The viewing windows throughout are amazingly large, offering unparalleled observation. Still, the scene stealer is the 100 foot underwater tunnel, allowing visitors to walk or ride a slow-moving conveyor belt with panoramic views as whale sharks and rays peruse this barrier reef system.

I next took a stroll through River Scout, with its overhead river allowing one to see North American fish from the bottom up. It contains an eclectic mixture of freshwater species. An albino alligator kept a close watch on passers-by, and a gang of otters unintentionally put on a performance as their cuteness won hearts and minds. In addition to local specimens, this exhibit displays piranha, electric fish and other unusual freshwater life.

Moving on to the second largest habitat (after Ocean Voyager) is the Georgia Pacific Cold Water Quest.

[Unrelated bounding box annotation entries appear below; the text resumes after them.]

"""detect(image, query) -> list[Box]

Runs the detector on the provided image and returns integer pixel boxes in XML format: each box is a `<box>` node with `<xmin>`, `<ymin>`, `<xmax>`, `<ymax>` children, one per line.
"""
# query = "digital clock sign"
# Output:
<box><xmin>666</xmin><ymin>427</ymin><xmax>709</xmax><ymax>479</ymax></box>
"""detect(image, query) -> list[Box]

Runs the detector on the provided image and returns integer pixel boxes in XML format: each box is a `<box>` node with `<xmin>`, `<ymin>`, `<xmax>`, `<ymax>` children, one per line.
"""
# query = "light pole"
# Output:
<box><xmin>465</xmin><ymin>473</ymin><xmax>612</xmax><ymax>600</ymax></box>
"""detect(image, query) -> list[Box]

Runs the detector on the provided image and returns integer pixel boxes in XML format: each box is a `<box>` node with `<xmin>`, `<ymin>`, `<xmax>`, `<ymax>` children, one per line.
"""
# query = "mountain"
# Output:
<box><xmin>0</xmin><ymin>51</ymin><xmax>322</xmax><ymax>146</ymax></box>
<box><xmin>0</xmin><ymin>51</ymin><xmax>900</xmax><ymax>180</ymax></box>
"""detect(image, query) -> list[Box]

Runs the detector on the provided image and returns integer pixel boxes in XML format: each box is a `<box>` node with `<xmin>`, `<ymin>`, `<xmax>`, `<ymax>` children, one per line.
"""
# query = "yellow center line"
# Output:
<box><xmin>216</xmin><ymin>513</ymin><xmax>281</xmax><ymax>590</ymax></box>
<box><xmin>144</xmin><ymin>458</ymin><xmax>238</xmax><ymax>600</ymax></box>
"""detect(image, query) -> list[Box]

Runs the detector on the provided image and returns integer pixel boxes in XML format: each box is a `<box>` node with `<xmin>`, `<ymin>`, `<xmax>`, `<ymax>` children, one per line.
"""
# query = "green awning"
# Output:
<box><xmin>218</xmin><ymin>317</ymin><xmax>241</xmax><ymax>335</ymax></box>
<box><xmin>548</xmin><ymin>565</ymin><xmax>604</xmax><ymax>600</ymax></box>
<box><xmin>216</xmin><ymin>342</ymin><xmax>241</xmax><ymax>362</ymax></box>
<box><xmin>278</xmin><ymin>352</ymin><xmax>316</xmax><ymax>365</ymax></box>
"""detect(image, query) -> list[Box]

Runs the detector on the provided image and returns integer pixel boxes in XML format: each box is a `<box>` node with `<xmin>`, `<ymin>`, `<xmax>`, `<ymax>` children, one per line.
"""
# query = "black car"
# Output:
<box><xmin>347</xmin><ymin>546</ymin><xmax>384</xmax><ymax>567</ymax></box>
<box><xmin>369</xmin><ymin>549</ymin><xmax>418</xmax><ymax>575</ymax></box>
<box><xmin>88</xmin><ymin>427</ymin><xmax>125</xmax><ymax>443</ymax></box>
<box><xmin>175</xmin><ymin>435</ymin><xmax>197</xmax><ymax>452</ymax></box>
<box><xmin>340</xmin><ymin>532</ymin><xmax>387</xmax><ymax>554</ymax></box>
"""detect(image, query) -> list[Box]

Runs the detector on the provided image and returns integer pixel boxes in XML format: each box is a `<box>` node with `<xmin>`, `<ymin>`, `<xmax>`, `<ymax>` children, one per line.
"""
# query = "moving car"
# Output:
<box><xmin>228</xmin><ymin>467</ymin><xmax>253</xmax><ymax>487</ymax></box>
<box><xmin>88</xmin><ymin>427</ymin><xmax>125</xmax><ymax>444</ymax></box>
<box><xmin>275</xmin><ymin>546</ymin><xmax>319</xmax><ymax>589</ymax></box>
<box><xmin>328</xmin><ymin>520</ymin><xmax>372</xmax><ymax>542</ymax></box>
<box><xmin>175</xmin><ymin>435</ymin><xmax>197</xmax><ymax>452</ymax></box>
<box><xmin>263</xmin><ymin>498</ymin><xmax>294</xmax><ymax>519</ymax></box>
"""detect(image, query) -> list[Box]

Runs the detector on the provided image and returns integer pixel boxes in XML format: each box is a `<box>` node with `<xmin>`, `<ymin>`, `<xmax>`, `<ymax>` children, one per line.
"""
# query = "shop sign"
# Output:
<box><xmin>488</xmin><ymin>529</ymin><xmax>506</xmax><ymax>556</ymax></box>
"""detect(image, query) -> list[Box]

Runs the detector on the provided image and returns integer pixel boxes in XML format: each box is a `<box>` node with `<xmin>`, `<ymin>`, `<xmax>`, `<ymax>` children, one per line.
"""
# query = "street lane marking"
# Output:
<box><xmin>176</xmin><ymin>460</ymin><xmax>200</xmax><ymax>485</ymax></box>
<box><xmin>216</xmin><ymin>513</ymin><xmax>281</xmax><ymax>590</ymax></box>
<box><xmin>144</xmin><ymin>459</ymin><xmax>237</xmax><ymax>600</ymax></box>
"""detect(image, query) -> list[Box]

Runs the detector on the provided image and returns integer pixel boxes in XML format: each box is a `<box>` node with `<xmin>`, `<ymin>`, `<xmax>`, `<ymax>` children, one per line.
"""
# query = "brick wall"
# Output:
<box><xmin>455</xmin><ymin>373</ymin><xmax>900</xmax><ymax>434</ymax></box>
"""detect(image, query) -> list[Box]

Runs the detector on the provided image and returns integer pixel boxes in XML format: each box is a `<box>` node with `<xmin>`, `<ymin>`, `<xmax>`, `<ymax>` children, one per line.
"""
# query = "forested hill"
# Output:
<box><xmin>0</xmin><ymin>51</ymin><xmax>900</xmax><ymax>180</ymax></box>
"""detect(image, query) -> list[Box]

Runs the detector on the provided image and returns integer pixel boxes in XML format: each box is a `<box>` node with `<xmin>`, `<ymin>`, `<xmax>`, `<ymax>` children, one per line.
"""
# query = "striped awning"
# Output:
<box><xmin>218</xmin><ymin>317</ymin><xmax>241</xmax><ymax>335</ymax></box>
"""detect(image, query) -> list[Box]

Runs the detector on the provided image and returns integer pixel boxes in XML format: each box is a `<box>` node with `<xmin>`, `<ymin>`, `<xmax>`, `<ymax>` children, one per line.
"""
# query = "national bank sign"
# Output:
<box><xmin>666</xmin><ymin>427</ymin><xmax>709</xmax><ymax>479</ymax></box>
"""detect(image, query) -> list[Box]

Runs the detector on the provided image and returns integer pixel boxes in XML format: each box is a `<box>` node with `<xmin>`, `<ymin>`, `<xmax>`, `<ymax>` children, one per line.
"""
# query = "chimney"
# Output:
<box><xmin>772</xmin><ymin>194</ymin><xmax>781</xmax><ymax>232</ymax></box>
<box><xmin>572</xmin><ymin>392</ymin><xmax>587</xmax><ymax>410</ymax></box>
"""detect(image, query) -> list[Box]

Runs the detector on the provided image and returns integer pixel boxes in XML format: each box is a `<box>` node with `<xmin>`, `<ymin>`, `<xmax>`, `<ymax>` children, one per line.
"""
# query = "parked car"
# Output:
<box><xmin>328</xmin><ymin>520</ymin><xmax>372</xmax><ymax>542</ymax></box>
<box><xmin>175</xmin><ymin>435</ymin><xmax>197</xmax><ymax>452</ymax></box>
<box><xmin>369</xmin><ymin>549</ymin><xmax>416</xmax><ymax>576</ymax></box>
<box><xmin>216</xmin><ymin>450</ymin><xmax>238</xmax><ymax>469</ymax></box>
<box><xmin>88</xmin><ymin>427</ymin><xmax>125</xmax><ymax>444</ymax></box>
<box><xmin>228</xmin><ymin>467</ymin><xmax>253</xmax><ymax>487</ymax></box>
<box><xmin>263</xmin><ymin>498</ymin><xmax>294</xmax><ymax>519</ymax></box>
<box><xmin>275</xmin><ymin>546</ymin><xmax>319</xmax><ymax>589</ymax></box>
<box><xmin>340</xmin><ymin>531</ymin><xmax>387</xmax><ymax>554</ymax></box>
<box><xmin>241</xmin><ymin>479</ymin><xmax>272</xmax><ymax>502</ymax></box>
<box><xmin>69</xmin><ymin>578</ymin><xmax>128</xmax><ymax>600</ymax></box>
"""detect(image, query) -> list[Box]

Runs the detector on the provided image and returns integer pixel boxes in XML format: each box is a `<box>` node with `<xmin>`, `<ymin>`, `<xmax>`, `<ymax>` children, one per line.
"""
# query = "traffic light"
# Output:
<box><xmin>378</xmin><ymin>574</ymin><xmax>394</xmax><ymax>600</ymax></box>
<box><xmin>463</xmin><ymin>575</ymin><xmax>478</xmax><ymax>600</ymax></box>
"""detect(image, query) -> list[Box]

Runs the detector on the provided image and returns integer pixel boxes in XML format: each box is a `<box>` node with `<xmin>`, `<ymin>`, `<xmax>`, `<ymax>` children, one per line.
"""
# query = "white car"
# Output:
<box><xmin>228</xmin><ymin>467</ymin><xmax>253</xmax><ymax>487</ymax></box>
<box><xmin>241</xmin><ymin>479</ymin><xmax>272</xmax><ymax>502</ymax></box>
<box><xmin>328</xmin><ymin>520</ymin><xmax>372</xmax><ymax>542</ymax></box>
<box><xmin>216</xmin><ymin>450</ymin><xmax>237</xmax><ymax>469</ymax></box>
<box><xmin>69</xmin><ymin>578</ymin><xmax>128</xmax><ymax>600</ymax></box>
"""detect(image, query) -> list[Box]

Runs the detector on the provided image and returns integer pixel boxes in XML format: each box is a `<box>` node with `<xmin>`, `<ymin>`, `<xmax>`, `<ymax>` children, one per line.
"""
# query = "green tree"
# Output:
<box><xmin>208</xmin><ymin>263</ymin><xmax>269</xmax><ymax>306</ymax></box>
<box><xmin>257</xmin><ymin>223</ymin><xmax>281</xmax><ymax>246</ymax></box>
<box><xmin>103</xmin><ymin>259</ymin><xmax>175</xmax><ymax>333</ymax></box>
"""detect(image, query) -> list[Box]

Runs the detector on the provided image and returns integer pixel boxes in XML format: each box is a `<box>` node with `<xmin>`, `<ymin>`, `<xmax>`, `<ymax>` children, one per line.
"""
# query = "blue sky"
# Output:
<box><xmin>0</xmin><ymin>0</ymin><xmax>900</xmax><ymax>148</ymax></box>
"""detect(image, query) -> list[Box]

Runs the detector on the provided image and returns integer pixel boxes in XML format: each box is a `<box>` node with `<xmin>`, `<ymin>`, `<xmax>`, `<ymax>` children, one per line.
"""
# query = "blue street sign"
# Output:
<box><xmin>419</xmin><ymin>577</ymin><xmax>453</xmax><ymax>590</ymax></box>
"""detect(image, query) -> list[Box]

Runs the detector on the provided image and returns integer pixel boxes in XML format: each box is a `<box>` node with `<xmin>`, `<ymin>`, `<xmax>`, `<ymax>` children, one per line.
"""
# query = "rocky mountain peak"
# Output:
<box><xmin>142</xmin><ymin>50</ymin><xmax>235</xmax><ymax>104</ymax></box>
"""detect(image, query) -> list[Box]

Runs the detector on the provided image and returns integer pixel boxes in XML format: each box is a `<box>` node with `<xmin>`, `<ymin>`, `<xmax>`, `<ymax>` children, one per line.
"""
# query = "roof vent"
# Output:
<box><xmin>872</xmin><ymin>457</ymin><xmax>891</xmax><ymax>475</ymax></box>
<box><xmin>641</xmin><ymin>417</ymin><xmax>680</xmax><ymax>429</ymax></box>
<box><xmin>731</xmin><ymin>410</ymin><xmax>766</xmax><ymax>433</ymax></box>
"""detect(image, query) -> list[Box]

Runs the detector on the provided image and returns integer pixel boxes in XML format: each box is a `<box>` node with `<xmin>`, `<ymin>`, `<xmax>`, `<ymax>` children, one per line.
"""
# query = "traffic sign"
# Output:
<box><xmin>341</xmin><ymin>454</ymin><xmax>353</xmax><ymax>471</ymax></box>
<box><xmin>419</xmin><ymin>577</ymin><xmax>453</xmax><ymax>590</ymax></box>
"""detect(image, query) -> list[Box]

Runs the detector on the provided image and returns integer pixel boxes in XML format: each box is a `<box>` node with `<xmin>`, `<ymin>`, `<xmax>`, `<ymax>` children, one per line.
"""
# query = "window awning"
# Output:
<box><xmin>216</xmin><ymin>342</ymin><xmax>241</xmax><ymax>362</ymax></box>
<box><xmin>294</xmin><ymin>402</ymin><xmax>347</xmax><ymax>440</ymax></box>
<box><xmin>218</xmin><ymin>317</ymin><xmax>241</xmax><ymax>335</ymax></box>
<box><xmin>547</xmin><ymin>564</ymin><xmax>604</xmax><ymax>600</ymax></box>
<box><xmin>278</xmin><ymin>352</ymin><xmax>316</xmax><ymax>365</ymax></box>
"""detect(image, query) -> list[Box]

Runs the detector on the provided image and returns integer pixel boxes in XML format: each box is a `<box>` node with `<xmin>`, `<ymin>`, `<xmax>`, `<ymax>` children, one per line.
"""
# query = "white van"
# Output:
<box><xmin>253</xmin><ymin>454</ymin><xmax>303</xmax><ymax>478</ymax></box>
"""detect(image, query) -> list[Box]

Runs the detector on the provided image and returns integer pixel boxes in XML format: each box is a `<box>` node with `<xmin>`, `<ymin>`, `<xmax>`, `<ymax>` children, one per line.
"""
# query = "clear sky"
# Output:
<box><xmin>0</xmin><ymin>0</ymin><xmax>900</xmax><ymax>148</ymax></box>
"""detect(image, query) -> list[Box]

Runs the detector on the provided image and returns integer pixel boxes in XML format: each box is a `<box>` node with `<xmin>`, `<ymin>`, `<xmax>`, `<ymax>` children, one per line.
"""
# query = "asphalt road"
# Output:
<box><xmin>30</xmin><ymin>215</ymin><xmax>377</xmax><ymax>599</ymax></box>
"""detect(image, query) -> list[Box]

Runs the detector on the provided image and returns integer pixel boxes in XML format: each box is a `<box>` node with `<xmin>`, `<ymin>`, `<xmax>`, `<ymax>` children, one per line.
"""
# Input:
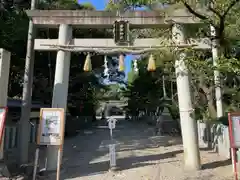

This features animals from the polar and temperate regions of the world and contains most of the mammal species in the aquarium’s collection. Five beluga whales are the big draw. There is something hypnotizing about how these mammals move, with their taught pale skin against the blue water, and bulbous heads. They are striking to observe. Ranging from 11-15 feet, these beautiful creatures can weigh 2,500 pounds. This was also the spot to see Japanese spider crabs, sea otters, African penguins and barking seals.

Thirteen bottlenose dolphins are housed in the AT&T Dolphin Tales gallery. This is the aquarium’s newest addition, opening in April 2011. I didn’t take in the show, but there is a dolphin auditorium for performances.

The fifth exhibit is Tropical Diver presented by Southwest Airlines. Here a massive living coral reef is on display. Waves go crashing overhead as the surf churns up life surrounding the reef. The aquarium does a nice job of maintaining an ocean-themed soundtrack across its facility that makes visitors feel all the more as if they are residing underwater with these magnificent creatures. Other animals in this gallery include sea horses, garden eels, jellyfish, clownfish, shrimp, lobsters, turkey fish and many other tropical fishes.

I was blown away by the Georgia Aquarium. It’s a most pleasant place to submerge one’s self and forget momentarily about all the outside interference that clutters our modern lifestyles. Of course the exit is through the considerable gift shop. A stuffed river otter and pink leopard seal came home with us. Along with a necklace of blue plastic dolphins that light up in several LED modes from strobe throbbing to slow flashes. This was a key purchase to bring along to Radiohead later that evening.

Make a point to visit the Georgia Aquarium. A world of underwater life is waiting for you. Dive in and explore.